March 2019 – Prologika

Atlanta MS BI and Power BI Group Meeting on April 1st

March 26, 2019/0 Comments/in Blog, Events/by Prologika - Teo Lachev

MS BI fans, join us for the next Atlanta MS BI and Power BI Group meeting on April 1, Monday, at 6:30 PM at the Microsoft office in Alpharetta. Considering all the the momentum behind machine learning, the main presentation will be “Microsoft Citizen Data Science with Power BI” by Stacey Jones, a Principal Data Solution Architect at Microsoft. I’ll do a brief overview of the brand new Modeling tab in Power BI Desktop. Vacation Express will sponsor the event. For more details, visit our group page and don’t forget to RSVP (use the RSVP survey on http://atlantabi.pass.org if you’re planning to attend).

Presentation:	Microsoft Citizen Data Science with Power BI
Date:	April 1 2019, Monday
Time	6:30 – 8:30 PM ET
Place:	Microsoft Office (Alpharetta) 8000 Avalon Boulevard Suite 900 Alpharetta, GA 30009
Overview:	Are you curious about Data Science? Are you a Data Scientist? If you answered yes and no to these questions respectively, this session is for you. In this session I will discuss the emerging Citizen Data Scientist role and demonstrate the emerging tools targeting this role, especially the new features in Power BI, such as AutoML
Speaker:	Stacey Jones specializes in mentoring and guiding firms in their efforts to build a modern Data, AI & BI governance programs that empower their business with Self-Service BI and Data Science capabilities. He currently serves as the Principal Data Solutions Architect at the Atlanta Microsoft Technology Center (MTC).
Sponsor:	Based in Atlanta, Vacation Express is one of the largest tour operators in the southeast United States and has been in business for 30 years. Vacation Express is a member of family-owned and operated, Toronto-based Sunwing Travel Group Inc., Canada’s leading vertically integrated leisure travel company, and has sold well over 2 million vacation packages to its exotic destinations!
Prototypes with pizza	“The Power BI Desktop Model tab” by Teo Lachev

Prologika Newsletter Spring 2019

March 17, 2019/0 Comments/in Blog, Newsletter/by Prologika - Teo Lachev

At least five of the top 10 IT trends in 2019 identified by Gartner involve machine learning in one form or the other. The list includes autonomous things, augmented analytics, AI-driven development, digital twins, and immersive experience. Gartner also predicts that by 2022, at least 40 percent of new application development projects will have machine learning (ML). Therefore, it’s not surprising to see vendors making huge investments in predictive analytics.

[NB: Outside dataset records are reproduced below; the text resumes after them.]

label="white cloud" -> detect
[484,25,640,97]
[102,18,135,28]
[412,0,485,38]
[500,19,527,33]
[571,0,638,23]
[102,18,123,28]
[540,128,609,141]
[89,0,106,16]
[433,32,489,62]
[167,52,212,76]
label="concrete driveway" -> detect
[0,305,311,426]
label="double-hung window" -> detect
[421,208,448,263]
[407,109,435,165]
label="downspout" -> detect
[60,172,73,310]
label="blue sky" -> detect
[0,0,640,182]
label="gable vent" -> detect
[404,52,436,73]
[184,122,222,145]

This newsletter focuses on two important Power BI enhancements for ML that will be available for public review soon: AutoML and integration with Azure Predictive Analytics services (Azure ML and Cognitive Services).

AutoML

The problem with machine learning is that it’s hard and there aren’t that many data scientists out there (or least ones that you can afford). The promise of AutoML is to bring predictive analytics to data analysts just like self-service BI brought descriptive analytics to business users. Power BI AutoML is based on another recent technology introduced by Microsoft: ML.NET. ML.NET is for .NET developers who want to incorporate machine learning features in .NET apps without external dependencies or tools.

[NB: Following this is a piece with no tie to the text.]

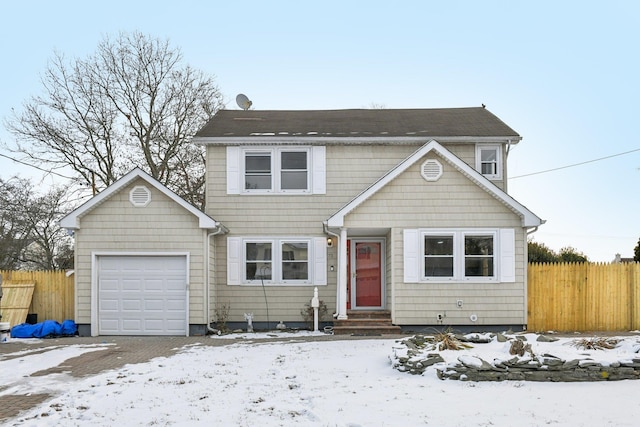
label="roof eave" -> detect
[192,135,522,146]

As it stands, Power BI AutoML requires a premium capacity (either via Power BI Premium or Power BI Embedded). The process starts with the data analyst creating an entity containing the data to be predicted. For example, the entity might return a list of customers who have purchased a product in the past with some fields that the data analyst believes are significant to “convert” a customer into a buyer, such as demographics fields. Then, the data analyst can use AutoML to create a predictive model that forecasts the likelihood of future customers to purchase a product. This could be useful for a targeted campaign or to implement “customers who purchased this product have also purchased another product” but many other ML scenarios are possible. The process for implementing an AutoML model is simple and starts with clicking the AI Insights button on the entity page.

This starts a wizard that walks the data analyst through a few steps that I described in more detail in my “First Look at Power BI AutoML” blog. In the same blog, I shared some ideas to simplify the experience even further that I hope Microsoft will implement.

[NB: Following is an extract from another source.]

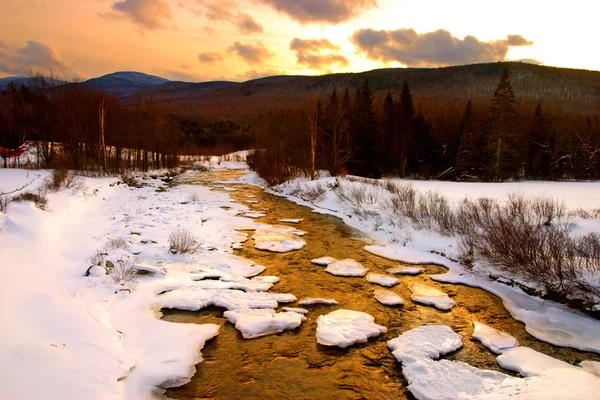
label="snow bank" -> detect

Integration with Azure ML and Cognitive Services

While AutoML is a “quick and dirty” way for data analysts to implement predictive models, data scientists need more control. They have many tools in the Microsoft ecosystem, ranging from R and Python in SQL Server to cloud-based PaaS services, such as Azure ML. One of the easiest tool is Azure ML.However, currently Power BI doesn’t integrate natively with Azure ML experiments, so you must resort to using the Web connector to call the experiment’s web service. I demonstrate how you can do this in a singleton way (one row at a time) in chapter 11 of my latest Power BI book (you can download the code from the book page). This method is still available but it’s cumbersome to implement and it’s slow.

I describe the new Power BI integration in my blog “First Look at the New Power BI Integration with Azure ML “. It offers two important benefits:

It simplifies the integration with Azure ML and Cognitive Services – In the case of Azure ML, all you have to do is to select the predictive web service and map the source columns as input to the model. Power BI will invoke the web service and add new predictive columns (in this case, to predict if the customer will be a buyer and the probability for this to happen).
It’s much faster – Power BI calls the service in batch mode, which is significantly faster than predicting one row at the time.

The Cognitive Services integration works in a similar way. It allows you to augment your Power BI data with cognitive features, such as sentiment analysis and image recognition. For more information, watch the related announcements: integration with Cognitive Services and Azure ML, and the new Auto ML features (skip to 1:08:30).

The forthcoming AutoML and Integration with Azure ML and Cognitive Services will be major enhancements to the Power BI predictive analytics capabilities. Both features will be available in public preview soon.

Teo Lachev
Prologika, LLC | Making Sense of Data
Microsoft Partner | Gold Data Analytics

Implementing Input Table in DAX Query

March 7, 2019/0 Comments/in Blog/by Prologika - Teo Lachev

Scenario: If you want to pass an input table to a DAX query. For example, you might have an application that lets the user specify a subset of customers and as-of dates for each customer. Your query needs to calculate certain metrics, such as Sales, for the list of customers but as of the user-specified date for each customer, and potentially other parameters. It’s impractical to save these parameters in a physical table in your database because this requires a processing task. You may also want to avoid Analysis Services placing locks on the database for each refresh and thus blocking pending queries. Instead, you want to simply pass a collection of all the parameters the query needs to do its job, inside the query.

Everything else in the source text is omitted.